The BRN Group Inc., which is based in Toronto and New York, has agreed to acquire Green Growth Brands Inc.’s cannabidiol business. Columbus-headquartered GGB and an affiliate of BRN have executed a “stalking horse” asset purchase agreement, where the BRN affiliate will acquire all assets and assume the current liabilities and certain other obligations of the CBD business.
GGB expects to hold up to a 20 percent carried interest in the CBD business following the transaction’s completion.
The stalking horse agreement includes a 30-day go shop period, which permits GGB, with the assistance of its financial advisor, to actively solicit, evaluate and enter into negotiations with third parties that express an interest in acquiring the CBD business. The go-shop period expires March 25, 2020.

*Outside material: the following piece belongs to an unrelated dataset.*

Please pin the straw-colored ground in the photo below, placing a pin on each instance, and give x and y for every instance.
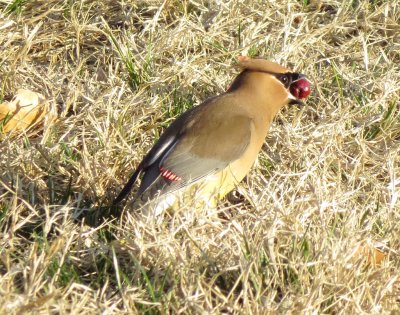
(321, 200)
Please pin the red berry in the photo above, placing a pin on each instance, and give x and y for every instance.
(300, 89)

GGB CEO Peter Horvath stated that his company remains confident of the nascent CBD business’s future potential.
“With high-potential in the future comes material overhead costs and other obligations in the near term,” Horvath said, in a statement. “These near-term overhead costs and other obligations, together with constraints on liquidity, have posed significant challenges that have hindered us from growing the CBD business to its full-potential.”
GGB’s multi-state operator segment continues to generate positive EBITDA, despite constraints on its ability to fully execute its plans due, in part, to legal challenges in Nevada, he added.
“In light of these factors, we have determined it necessary and appropriate to sell the CBD business and focus on executing our MSO business plan,” Horvath stated. “The board has also formed a special committee to commence a strategic review, which will include consideration of other cost savings measures, designed to position the company on a pathway to achieve financial stability and ultimately a platform through which we can achieve sustainable profitability and growth.”
GGB is looking to significantly reduce its overall operating costs and extend its cash runway, while better positioning the company to refinance its debt and raise additional financing in the future.
In addition, to help GGB achieve financial stability, sustainable profitability and growth, holders of its outstanding $23,717,000 aggregate principal amount of 8 percent secured convertible debentures that mature one year from issue, with the earliest debenture maturing on Oct. 18, 2020 have agreed to extend the maturity to 2024. In addition, the interest rate payable on each backstop debenture will be reduced to 5 percent.
GGB also intends to raise up to $30 million through a non-brokered private placement of common shares to support working capital and buildout requirement of the MSO segment. The company has received $10 million from a key stakeholder of the proposed equity financing.